Im Original hat der  Amerikaner Roger Zelazny  seinen mit den Zeichnungen von Gahan Wilson begleiteten Roman „A Night in Lonesome October“ genannt. Das Buch ist 1993 veröffentlicht worden.  Es handelt sich um seinen letzten Roman.  Auch der Originaltitel gibt die Struktur nur unzureichend wieder.  Das Buch besteht aus insgesamt zweiunddreißig Kapiteln, neben dem Epilog für jede Oktobernacht ein eigenes Kapitel,  wobei die Handlung teilweise auch tagsüber spielt.  Gahan Wilson hat sogar eine Zeichnung  mehr spendiert,  es sind insgesamt 33 Zeichnungen über den Text verteilt worden, das Titelbild  eingerechnet.

 Auch wennn Roger Zelazny nicht nur den Titel aus Edgar Allan Poes Gedicht „Ulalume“ entnommen und ihm im Vorwort sogar gedankt hat, greift der Amerikaner in der für den NEBULA AWARD nominierten Geschichten eine Idee aus seinem eigenen Roman „Madwand“ wieder auf: das Öffnen von Toren zu anderen Welten.  Als Science Fiction Version hat  Roger Zelazny die Grundidee in „Tore in der Wüste“ verwandt.   
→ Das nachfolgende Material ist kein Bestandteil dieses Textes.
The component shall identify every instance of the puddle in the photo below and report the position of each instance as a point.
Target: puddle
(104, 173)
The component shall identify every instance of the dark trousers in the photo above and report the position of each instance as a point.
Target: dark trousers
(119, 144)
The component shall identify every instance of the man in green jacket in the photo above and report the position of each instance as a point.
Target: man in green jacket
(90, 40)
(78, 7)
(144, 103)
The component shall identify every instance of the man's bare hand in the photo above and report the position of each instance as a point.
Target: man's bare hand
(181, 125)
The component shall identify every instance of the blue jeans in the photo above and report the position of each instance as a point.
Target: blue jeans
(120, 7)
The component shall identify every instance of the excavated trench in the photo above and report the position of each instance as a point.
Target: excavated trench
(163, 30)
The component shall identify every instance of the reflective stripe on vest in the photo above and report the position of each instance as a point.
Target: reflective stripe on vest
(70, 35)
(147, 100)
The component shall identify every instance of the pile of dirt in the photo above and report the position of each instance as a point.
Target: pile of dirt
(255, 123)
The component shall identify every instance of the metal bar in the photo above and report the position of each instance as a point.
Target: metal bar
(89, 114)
 Wie in vielen seiner Romane wendet Roger Zelazny die intimere Ich Erzählerperspektive an. Der Erzähler ist Snuff , einem der Begleiter von Jack the Ripper. Die Geschichte speitlin London, wobei der  Leser  manchmal das Gefühl hat, als wenn Roger Zelazny diese zeitlose Metropole wie den Plot in einzelne kleine Viertel geteilt hat, in denen das SPIEL ausgefochten wird.  Im Verlaufe der Handlung wird eine fiktive Grenze überschritten und einige der Protagonisten scheinen durch eine Traumwelt zu wandern, welche H.P.Lovecrafts einzigem Roman nachempfunden worden ist.
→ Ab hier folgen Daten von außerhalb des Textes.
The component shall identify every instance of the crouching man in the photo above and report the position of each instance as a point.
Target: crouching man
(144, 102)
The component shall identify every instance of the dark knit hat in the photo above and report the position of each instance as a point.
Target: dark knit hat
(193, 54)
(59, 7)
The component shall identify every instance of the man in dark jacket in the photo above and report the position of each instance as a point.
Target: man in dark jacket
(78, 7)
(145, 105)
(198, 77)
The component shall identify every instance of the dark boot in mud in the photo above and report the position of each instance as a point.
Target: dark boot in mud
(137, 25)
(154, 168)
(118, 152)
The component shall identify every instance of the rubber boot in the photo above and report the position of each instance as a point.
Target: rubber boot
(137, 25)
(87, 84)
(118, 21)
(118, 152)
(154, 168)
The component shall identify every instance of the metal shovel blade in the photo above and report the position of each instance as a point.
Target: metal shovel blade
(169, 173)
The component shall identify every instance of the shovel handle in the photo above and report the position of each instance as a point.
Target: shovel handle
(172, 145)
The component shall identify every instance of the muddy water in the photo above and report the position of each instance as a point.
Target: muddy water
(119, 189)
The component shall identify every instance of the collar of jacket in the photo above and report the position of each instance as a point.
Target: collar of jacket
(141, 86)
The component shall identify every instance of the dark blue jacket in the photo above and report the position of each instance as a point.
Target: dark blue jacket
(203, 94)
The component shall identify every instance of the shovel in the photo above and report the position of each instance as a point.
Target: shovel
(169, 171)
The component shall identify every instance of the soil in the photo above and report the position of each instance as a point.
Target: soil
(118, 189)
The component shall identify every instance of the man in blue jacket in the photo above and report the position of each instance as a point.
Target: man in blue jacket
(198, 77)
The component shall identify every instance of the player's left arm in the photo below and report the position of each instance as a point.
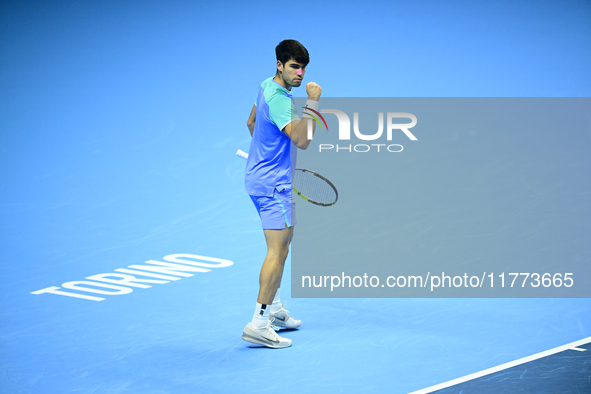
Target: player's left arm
(252, 119)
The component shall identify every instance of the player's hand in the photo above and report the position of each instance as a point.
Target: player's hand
(314, 91)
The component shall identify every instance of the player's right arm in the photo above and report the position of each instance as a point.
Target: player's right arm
(252, 119)
(297, 130)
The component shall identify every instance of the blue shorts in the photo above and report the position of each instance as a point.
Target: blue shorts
(277, 212)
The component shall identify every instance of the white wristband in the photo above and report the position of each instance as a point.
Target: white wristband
(312, 104)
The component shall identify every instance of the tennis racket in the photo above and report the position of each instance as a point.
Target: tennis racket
(311, 186)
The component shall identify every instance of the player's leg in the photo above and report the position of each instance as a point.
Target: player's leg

 Im Laufe der Handlung erfährt der  Leser in hündischer Sprache und deswegen auch ausgesprochen verklausuliert von der dünnen Barriere zwischen der Realität und den Türen zu anderen Welten.   Dabei fällt auch der Begriff der Großen Alten, wie in Lovecraft immer wieder ambivalent genutzt hat.  Natürlich ist die Zeit in dem beschriebenen Oktober.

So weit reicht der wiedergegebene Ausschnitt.